Ich habe aber in den letzten Jahren selten an den Bibliotheken herumgemacht, weil "never change a running system", aber durch die ganzen neuen Schnittstellen (MBus und ModBus) musste ich die auch aktualisieren und seit dem scheint die Fehlermeldung zu existieren.

Nebenbei... wenn ich für die Wetterstation P02 einen neuen Task anlegen will.
Wie sollte ich den am Sinnvollsten einstellen? Ich habe leider Deine letztens erwähnten Thread darüber nicht gefunden!?!

Gruß
Sven


----------



## WAGO (14 September 2011)

Hallo Sven,
hallo Karl,

dem Wunsch, uns zum Thema *hex-Dateien zu äußern, kommen wir gerne nach: Die "mod_com.hex" ist - wie alle *.hex-Dateien - eine Datei, die im Verzeichnis "...\Libraries\16_Bit\..." zu finden sein sollte. Die 16-Bit-Controller (z.B. der 750-842) benötigen diese Dateien. Die 32-Bit-Controller (z.B. 750-841, 750-871 oder 750-881) benötigen diese Dateien nicht. Sie dürfen noch nicht einmal in dem "...\32_Bit\..."-Verzeichnis residieren. Daher war das Löschen der Datei aus dem Verzeichnis schon einmal der richtige Weg.
Wir installieren diese Dateien auch nicht in dem Verzeichnis. Vielleicht ist sie bei einer Datensicherung/-rücksicherung versehentlich in das Verzeichnis geraten?

Bei weiteren Fragen könnt Ihr uns auch gerne unter den unten genannten Adressdaten direkt kontaktieren.


----------



## erdbeerschaeler (22 September 2011)

Hallo Zusammen!
Ich habe in den letzten Tagen viele Vorschläge berücksichtigt und versucht den Fehler kontrolliert zu wiederholen. 

Vor ca. 8 Tagen habe ich ein abgespecktes Projekt ohne Visudateien auf den Controller geladen und heute ist die Kiste wieder abgestürzt. 

Was soll ich jetzt noch machen?
Wenn ich nächste Woche zu einer passenden Uhrzeit nach Hause komme, dann werde ich mal beim Wagosupport anrufen oder sollte ich meine Steuerung direkt dort hinschicken?

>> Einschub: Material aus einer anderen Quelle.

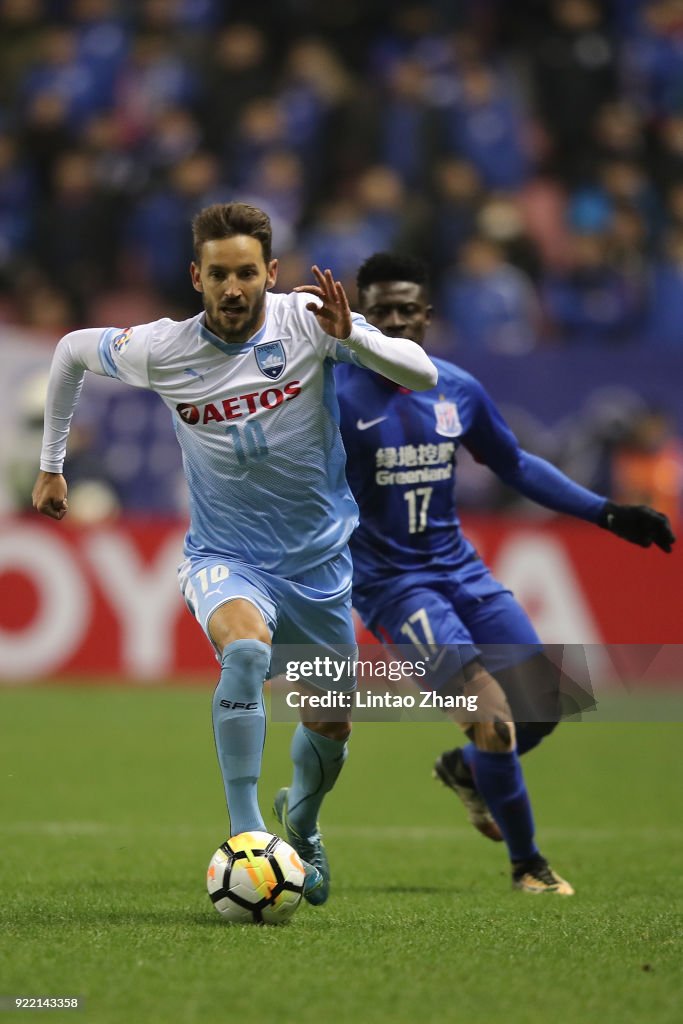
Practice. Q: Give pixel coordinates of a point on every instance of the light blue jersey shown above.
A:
(258, 427)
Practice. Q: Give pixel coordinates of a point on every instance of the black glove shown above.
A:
(639, 524)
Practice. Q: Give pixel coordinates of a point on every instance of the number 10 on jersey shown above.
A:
(418, 508)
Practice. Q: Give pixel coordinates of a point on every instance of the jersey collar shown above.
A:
(228, 347)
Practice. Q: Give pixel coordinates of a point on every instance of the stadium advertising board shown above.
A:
(103, 600)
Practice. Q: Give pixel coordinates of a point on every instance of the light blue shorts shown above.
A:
(304, 613)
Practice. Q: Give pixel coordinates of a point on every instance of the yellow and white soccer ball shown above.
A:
(255, 878)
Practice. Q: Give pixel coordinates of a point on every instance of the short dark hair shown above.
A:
(223, 220)
(391, 266)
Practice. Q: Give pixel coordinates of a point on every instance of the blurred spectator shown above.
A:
(653, 58)
(488, 303)
(20, 26)
(501, 219)
(408, 128)
(61, 72)
(665, 323)
(158, 239)
(420, 125)
(486, 126)
(532, 153)
(592, 303)
(71, 227)
(17, 197)
(574, 74)
(647, 465)
(458, 195)
(154, 78)
(240, 68)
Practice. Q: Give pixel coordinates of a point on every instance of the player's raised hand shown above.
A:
(638, 523)
(49, 495)
(334, 314)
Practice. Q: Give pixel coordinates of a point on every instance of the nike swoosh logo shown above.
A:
(365, 424)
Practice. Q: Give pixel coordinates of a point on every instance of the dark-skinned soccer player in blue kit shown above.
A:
(419, 583)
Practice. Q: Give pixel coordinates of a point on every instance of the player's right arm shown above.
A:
(102, 351)
(492, 441)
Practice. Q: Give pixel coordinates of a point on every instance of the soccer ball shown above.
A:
(255, 878)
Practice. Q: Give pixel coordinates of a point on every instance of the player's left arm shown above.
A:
(492, 441)
(402, 361)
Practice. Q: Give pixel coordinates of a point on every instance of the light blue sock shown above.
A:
(239, 727)
(317, 761)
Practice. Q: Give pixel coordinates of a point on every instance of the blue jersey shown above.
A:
(401, 465)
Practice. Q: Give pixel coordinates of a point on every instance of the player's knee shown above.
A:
(245, 664)
(237, 621)
(495, 737)
(333, 730)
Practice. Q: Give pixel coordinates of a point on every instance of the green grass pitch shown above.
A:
(112, 806)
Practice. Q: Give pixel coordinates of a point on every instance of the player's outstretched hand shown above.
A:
(49, 495)
(638, 523)
(334, 314)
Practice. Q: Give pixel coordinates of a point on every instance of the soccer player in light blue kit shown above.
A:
(418, 581)
(250, 385)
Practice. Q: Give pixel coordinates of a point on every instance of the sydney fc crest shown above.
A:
(270, 358)
(447, 421)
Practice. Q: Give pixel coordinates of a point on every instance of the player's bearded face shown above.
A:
(233, 279)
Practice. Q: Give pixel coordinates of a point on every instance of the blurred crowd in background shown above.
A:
(530, 152)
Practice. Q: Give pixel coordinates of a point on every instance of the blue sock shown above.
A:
(239, 726)
(317, 761)
(499, 778)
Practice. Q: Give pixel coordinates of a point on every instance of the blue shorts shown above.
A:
(451, 620)
(310, 610)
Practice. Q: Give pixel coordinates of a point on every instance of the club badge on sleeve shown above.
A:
(270, 358)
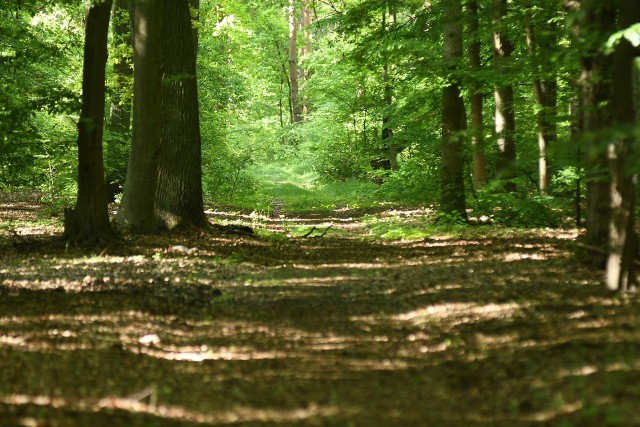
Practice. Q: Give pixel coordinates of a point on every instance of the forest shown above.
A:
(319, 212)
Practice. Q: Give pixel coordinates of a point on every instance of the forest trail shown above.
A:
(345, 329)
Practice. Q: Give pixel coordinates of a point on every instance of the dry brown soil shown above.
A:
(490, 328)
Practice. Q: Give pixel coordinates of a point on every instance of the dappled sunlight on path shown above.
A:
(481, 328)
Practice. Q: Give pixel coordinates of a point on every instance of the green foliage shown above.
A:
(39, 95)
(517, 210)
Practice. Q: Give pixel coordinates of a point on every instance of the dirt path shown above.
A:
(344, 330)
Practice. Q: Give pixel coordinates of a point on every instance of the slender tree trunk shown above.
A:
(194, 6)
(179, 200)
(117, 149)
(388, 20)
(136, 210)
(476, 101)
(454, 119)
(305, 22)
(597, 22)
(296, 108)
(505, 121)
(89, 222)
(545, 90)
(622, 234)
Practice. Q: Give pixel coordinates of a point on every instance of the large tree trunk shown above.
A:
(136, 210)
(622, 234)
(597, 22)
(179, 195)
(454, 119)
(296, 108)
(117, 149)
(476, 101)
(505, 121)
(545, 89)
(89, 222)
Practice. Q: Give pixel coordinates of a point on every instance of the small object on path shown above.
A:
(314, 228)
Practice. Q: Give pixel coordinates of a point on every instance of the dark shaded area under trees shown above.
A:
(416, 192)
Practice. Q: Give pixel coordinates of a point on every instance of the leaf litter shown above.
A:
(483, 327)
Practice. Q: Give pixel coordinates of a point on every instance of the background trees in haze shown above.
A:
(519, 69)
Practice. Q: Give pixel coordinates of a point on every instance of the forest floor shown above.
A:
(481, 327)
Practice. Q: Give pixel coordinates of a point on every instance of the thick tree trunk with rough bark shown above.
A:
(476, 101)
(136, 210)
(505, 121)
(89, 222)
(454, 119)
(621, 275)
(179, 200)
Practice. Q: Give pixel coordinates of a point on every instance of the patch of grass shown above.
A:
(296, 187)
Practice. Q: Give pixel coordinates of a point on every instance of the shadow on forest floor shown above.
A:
(476, 329)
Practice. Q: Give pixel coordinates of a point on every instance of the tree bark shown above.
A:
(596, 23)
(120, 109)
(454, 119)
(545, 90)
(505, 122)
(296, 108)
(388, 19)
(305, 22)
(622, 234)
(179, 200)
(89, 222)
(136, 209)
(476, 101)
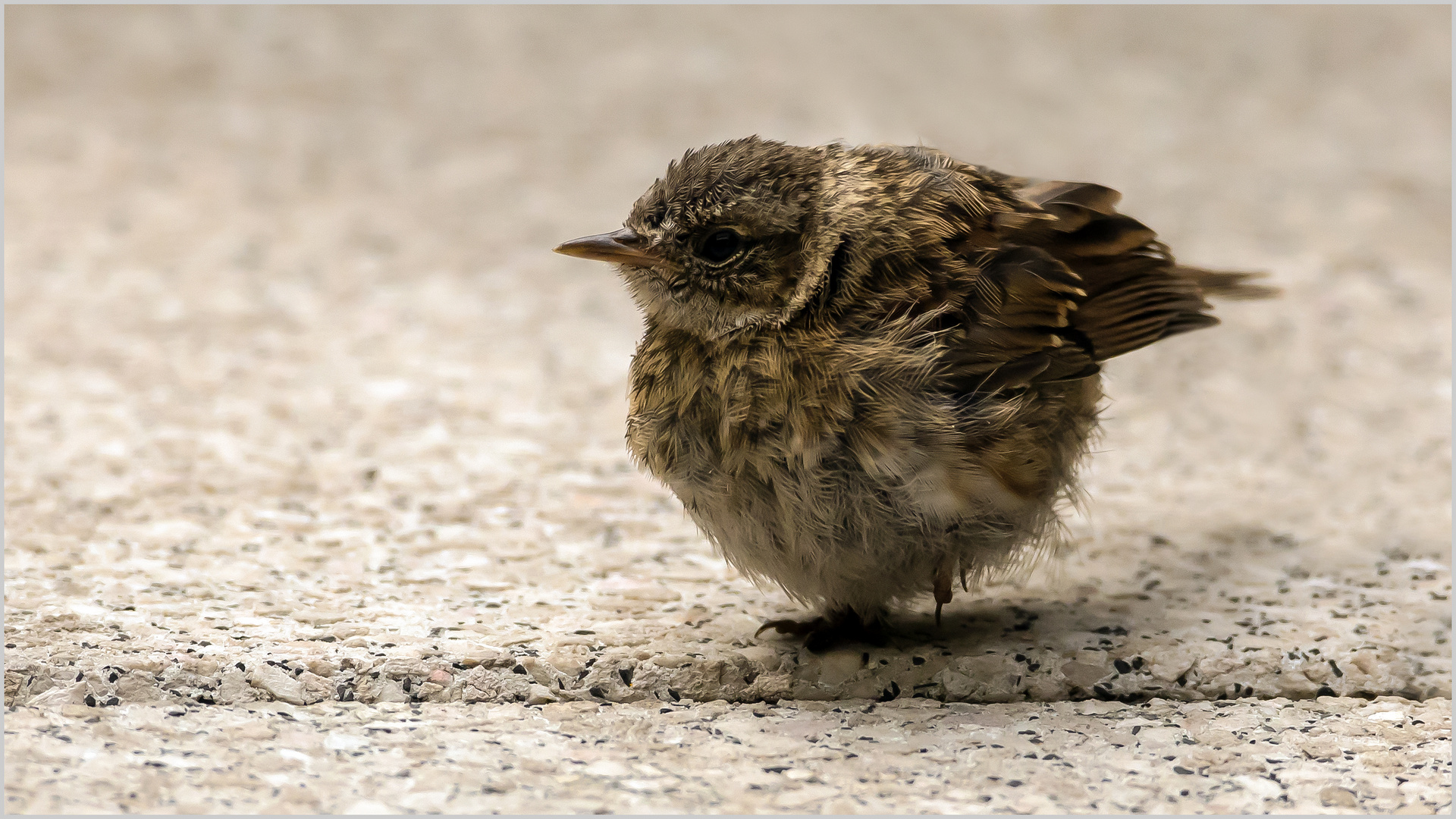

Ich freue mich über jeden Tip!!!

Ich hab das Gefühl, dass der Controller sich schneller aufhängt, je größer und umfangreicher das Projekt ist?!?!

Sven


----------



## WAGO (23 September 2011)

Hallo Sven,

nicht verzweifeln, gemeinsam bekommen wir das hin!
Sende doch einfach Dein CoDeSys-Projekt an die unten genannte E-Mail-Adresse mit folgenden Zusatzinformationen: 
1.) Firmwareversion des eingesetzten 750-849, 
2.) Wie genau äußert sich der "Absturz" (Programm hält an, Steuerung reagiert nicht mehr auf CoDeSys-Login, ...)
Wir versuchen dem Fehler auf die Schliche zu kommen und melden uns dann wieder bei Dir.


----------



## erdbeerschaeler (23 September 2011)

Hallo Wagoteam,

ich habe gerade eine eMail geschickt, mit der Hoffnung, das der Anhang durch kommt.
Vor ein paar Wochen habe ich schon mit dem Kollegen Norbert Franke gesprochen und ich habe mit meinem anderen eMail-Account keine Projekt zu Euch durchbekommen.

Vielen Dank im Voraus...


----------



## erdbeerschaeler (23 September 2011)

*NTP-Server*

Mir ist gerade aufgefallen, dass ich garkeinen NTP-Server eingestellt habe...


----------



## erdbeerschaeler (28 Oktober 2012)

13 Monate später.....

Sorry, ich hatte mich garnicht zurück gemeldet!
Fehler ist seit ca. 5 Monaten nicht mehr aufgetreten und lokalisiert 

Es lag am M-Bus!
Es ist vorgekommen, dass sich das Auslesen der M-Busteilnehmer überschnitten hat, bzw. dass der eine Teilnehmer noch nicht alles gesendet hatte und schon der nächste TN angesprochen wurde.
Dabei kommt der M-Bus sowie der komplette Controller ins Schleudern, sodass keiner mehr mit mir gesprochen hat.

Ich frag den M-Bus jetzt in einer Form Schieberegister ab und alles ist GUT!


----------



## Matze001 (28 Oktober 2012)

Wow so spät noch Feedback!

Wenn das mal alle machen würden 

Danke!

Grüße

Marcel


----------